Этот творящий народ-индивидуум имел свою историю, и содержание поэм Гомера есть отражение этой истории. Этот греческий народ нельзя понимать отвлеченно, беря его, как это делалось часто, вне определенных пространственных и хронологических границ, но только со всеми теми длительными процессами его общесоциальной и военно-политической жизни, которые и были фактической средой, породившей гомеровские поэмы.

1) Общесоциальное развитие греческого народа, отразившееся в гомеровских поэмах, охватывает собою не только весь общинно-родовой строй в целом, но в значительной мере даже и выходит за его пределы. Меньше всего нашла для себя отражение у Гомера самая ранняя эпоха общинно-родового строя — матриархат с его примитивными социальными отношениями и хтонической мифологией (от этого у Гомера только ничтожные остатки, то ли в виде Геи, которая здесь употребляется только в клятвах, то ли в виде Ириды-Радуги, оказавшейся теперь в полном подчинении у антропоморфного Зевса, то ли в виде картины человеческих жертвоприношений в Илиада XXIII, с которой, как видно, сам автор не знает, что делать, и т. д.). Больше всего поэмы Гомера отражают собою последующую социальную ступень — патриархат с его организующими и рационализирующими функциями в хозяйственной жизни, с обособлением отдельных родов и с вождями и героями этих родов, являющихся выразителями их социальной и военной мощи в борьбе со стихийными силами природы и с окружающим "варварством" (так называемый "героический век"). Но окончательное свое завершение и последнее свое оформление гомеровские поэмы получили только от эпохи далеко зашедшего разложения героического патриархата, а вместе с тем и всего общинно-родового строя, когда общенародная и героическая жизнь уже в значительной мере становилась предметом эстетической рефлексии, лишалась своего непосредственно-религиозного характера и превратилась в предмет светского поэтического творчества (это уже канун рабовладельческого строя и частичный переход в пределы этого строя).
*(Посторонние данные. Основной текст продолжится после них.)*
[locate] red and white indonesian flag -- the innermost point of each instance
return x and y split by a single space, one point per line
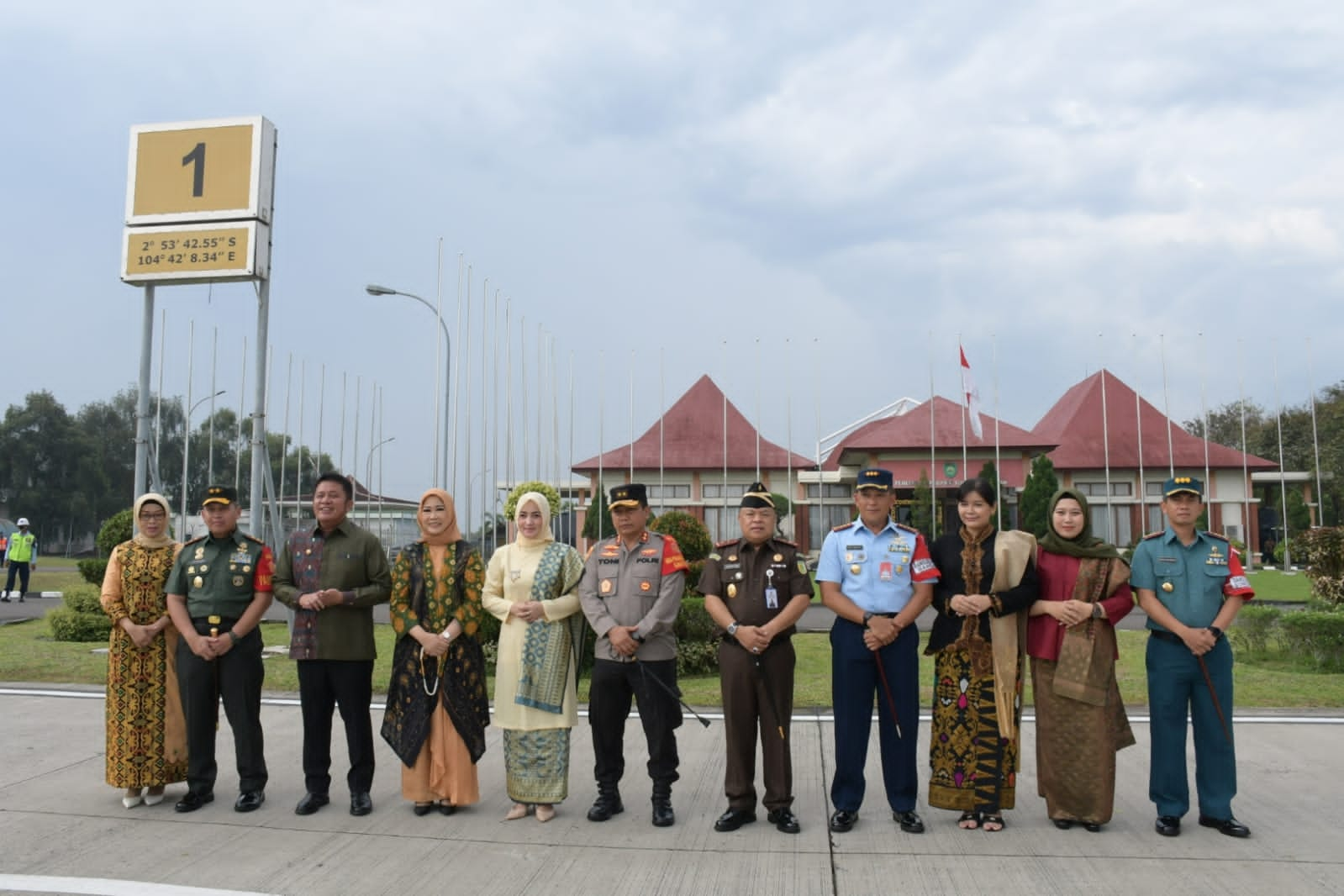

2) Военно-политическая история греческого народа, на основе которой образовались гомеровские поэмы, фактически была историей племен этого народа и их передвижений. Можно считать вполне установленным фактом, что эолийцы, населявшие Фессалию и Беотию и достигшие весьма развитой ступени патриархального героизма, двинулись в третьей четверти второго тысячелетия до н. э. на северо-запад Малой Азии с завоевательными или колонизаторскими целями, неся с собой воспоминание о родине, ее быте, религии и мифах, о ее аристократически-героическом прошлом, т. е. о так называемой микенской культуре. Можно даже с полной уверенностью утверждать, что эти эолийцы покорили упомянутую часть Малой Азии, вошли в теснейшее культурное соприкосновение с тамошними народами и переработали свою религию и мифы в связи со своей новой военной, морской и колонизаторской жизнью и в связи с усвоением местных малоазиатских мифов и культов.

3) Наконец, необходимо утверждать, что эти победители эолийцы около начала первого тысячелетия до н. э. были сами перекрыты еще новым потоком греческих переселенцев, ионийцев, которые заново переработали всю эолийскую эпику в связи не только с своим новым, ионийским, диалектом, но и с своим чрезвычайно живым, подвижным, чувствительным, экспансивным, веселым и почти легкомысленным характером, наложившим неизгладимую печать на суровый эолийский эпос и в этом виде передавшим его и всей последующей Греции и всему культурному человечеству вообще.